4. Venous laceration. This catastrophe usually occurs when the peel-away sheath-dilator combination is advanced over a relatively floppy guide wire through the vein. Alternatively, a rigid guide wire may not be in the inferior vena cava. The wire-dilator tandem punctures the wall of the vein. It is important to position the tip of the rigid wire in the inferior vena cava; this will prevent this complication in the vast majority of cases. This complication has been discussed in detail in a prior issue (Semin Intervent Radiol 2006;23:114–116).

5. Difficulty advancing catheter through sheath.

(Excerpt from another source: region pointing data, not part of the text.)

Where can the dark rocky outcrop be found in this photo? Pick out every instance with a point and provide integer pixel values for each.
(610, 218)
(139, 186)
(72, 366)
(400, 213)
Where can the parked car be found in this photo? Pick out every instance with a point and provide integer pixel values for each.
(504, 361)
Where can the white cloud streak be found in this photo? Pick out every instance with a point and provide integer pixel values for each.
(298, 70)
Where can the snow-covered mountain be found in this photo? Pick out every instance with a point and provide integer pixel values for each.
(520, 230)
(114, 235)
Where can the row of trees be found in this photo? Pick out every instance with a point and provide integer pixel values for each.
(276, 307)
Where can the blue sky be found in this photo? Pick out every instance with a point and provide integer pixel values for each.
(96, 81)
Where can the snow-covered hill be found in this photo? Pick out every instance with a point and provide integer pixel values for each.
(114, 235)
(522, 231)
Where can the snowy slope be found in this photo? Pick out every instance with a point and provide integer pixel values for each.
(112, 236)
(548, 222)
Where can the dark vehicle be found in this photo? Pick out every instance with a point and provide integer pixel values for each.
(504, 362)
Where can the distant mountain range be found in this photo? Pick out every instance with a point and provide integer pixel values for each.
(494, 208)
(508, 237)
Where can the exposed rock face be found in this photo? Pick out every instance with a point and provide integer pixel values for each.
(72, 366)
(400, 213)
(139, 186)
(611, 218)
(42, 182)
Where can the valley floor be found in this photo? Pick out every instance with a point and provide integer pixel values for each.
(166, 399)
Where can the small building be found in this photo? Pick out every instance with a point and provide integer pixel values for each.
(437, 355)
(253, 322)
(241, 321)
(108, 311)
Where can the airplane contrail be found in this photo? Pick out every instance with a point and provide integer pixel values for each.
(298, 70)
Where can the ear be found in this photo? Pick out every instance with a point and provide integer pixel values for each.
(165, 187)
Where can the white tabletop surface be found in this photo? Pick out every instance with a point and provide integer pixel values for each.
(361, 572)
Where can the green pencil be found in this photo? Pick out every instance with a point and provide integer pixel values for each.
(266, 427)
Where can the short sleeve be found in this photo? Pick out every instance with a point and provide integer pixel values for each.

This challenge usually occurs when the peel-away sheath is kinked at a vessel bifurcation. Most commonly it occurs from a left-side approach when the sheath tip is kinked at the junction of the left brachiocephalic vein and left internal jugular vein. Occasionally, it is crimped in the neck if the incision site is too small or there is abundant scar tissue from previous catheterization. Advancing a hydrophilic guide wire into the catheter under fluoroscopic guidance reinforces the catheter enabling it to be advanced more easily.

6. Accidental arterial puncture. Inadvertent arterial puncture typically occurs in patients with a history of prior catheterization when jugular veins are quite small in caliber or occluded altogether. If recognized, the needle can be removed and the puncture site compressed for several minutes. In the rare instance that it is unrecognized, and catheter insertion has been performed, the catheter should be removed surgically.